Economists can debate it. Some contend that 20- or 30- or 40-million erstwhile earners who’ve lost their source of wages will a). be able to avail of Uncle Sam’s largess to ride out the storm, and will b). return to their livelihoods, their career prospects and confidence intact when the economy’s self-inflicted pause un-pauses.
Others argue, “whoa, hold on a minute! Not so much.” Their view is that the pandemic struck and collided an immediate-term crisis with a more structural one, having to do with an awkward pivot to the future of work in an exponentially-enabled technological and data-driven and automated world.
This is our rainy day. How creative, inventive, imaginative can we be?
We’re seeing glimpses, quantum leap embraces from what people mostly talked about for years, but are now doing because they have to.

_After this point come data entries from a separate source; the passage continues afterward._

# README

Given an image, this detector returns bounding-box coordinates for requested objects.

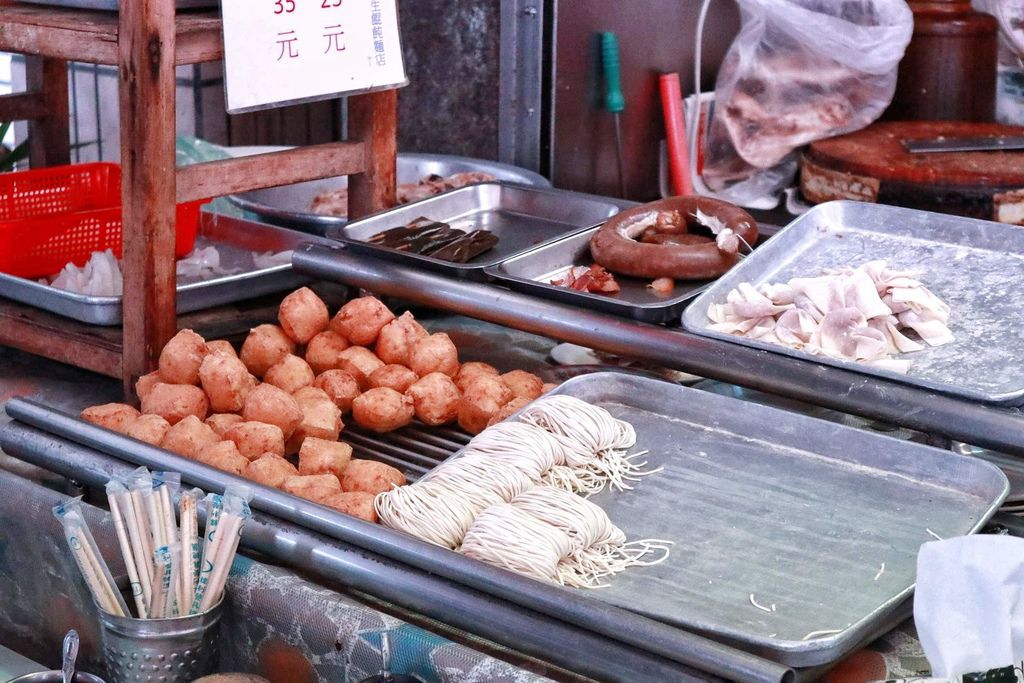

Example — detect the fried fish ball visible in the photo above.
[502,370,544,400]
[455,360,501,391]
[135,370,164,400]
[321,490,377,524]
[299,436,352,480]
[339,346,384,388]
[292,386,331,405]
[367,365,420,393]
[377,311,429,367]
[285,398,344,454]
[142,382,210,425]
[206,413,245,436]
[242,453,299,488]
[352,387,416,432]
[306,330,351,375]
[341,458,406,496]
[224,422,285,460]
[242,384,302,439]
[313,370,359,415]
[459,375,513,434]
[331,296,394,346]
[199,353,256,413]
[282,474,341,503]
[409,332,459,377]
[206,339,239,358]
[263,353,315,393]
[81,403,139,434]
[406,373,462,427]
[160,415,220,458]
[159,330,207,384]
[487,396,530,427]
[196,441,249,474]
[125,415,171,445]
[239,325,295,377]
[278,287,331,344]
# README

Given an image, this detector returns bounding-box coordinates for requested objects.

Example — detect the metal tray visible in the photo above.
[0,211,326,326]
[682,202,1024,404]
[485,225,778,323]
[528,373,1009,667]
[227,152,551,234]
[328,182,620,280]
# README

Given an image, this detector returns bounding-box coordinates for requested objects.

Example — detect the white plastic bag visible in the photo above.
[703,0,913,204]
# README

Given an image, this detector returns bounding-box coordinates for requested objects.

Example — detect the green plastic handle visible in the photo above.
[601,31,626,114]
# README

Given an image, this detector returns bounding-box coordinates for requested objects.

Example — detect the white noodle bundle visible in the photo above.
[519,395,657,496]
[458,422,565,482]
[459,503,572,584]
[374,481,479,549]
[512,486,672,588]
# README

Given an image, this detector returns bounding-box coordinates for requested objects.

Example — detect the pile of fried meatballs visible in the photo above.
[82,287,551,521]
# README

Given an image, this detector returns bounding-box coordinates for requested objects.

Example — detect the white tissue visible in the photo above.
[913,536,1024,679]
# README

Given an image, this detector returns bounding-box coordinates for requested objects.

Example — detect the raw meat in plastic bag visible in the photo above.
[703,0,913,199]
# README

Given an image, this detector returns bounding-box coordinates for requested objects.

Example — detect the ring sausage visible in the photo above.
[590,197,758,280]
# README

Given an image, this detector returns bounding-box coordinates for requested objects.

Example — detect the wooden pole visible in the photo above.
[118,0,176,393]
[24,55,71,168]
[348,90,398,218]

Our #BuildersAreEssential session, this afternoon, with a lead presentation from Tim Costello, Chairman & ceo, Builder Homesite Inc., will be chock-full of ideas, inspirations, and imperatives for home builders. Register by clicking here.
The underlying message, as you listen to Tim’s presentation, is this. The time ahead will measure not just how creative, imaginative, inventive you and your team need to be as you court people and reel them in and make them your delighted customers. What Costello and others make clear for every going concern in the home building and development space that expects to be around by Mother’s Day of 2021 is this.
Take share. Do it or risk not being around by the end of this year. One way or another, the “pie” that we refer to as the new-home buying universe, is going to be smaller through the next several months. 20% maybe. 30%, some analysts think. 70%, very possibly.
Let the economists debate whether the Central Bank policy and muscle, and the conviction of Congress to “spend what it takes,” that we’re seeing play out at the Federal level, will ward off scenarios of hyper inflation, confine the damage to “disinflation,” and steer the nation–and the world–clear of deflation.
Builders’ jobs now are to cleverly, using all their wits and canny and cunning as leaders experienced in various forms and degrees of adversity and challenge, put their noses to the grindstone and make their ways forward.
It will mean taking share from weaker, less prepared, less nimble, more fragile ones than themselves. Stronger ones will survive. In 2021, a different set of Builder 100 firms will populate BUILDER’s rankings.
And an adolescent son or daughter will wave so-long to his or her mother, ignoring her little moment of grief until more than half-a-century later, when it all comes flooding back.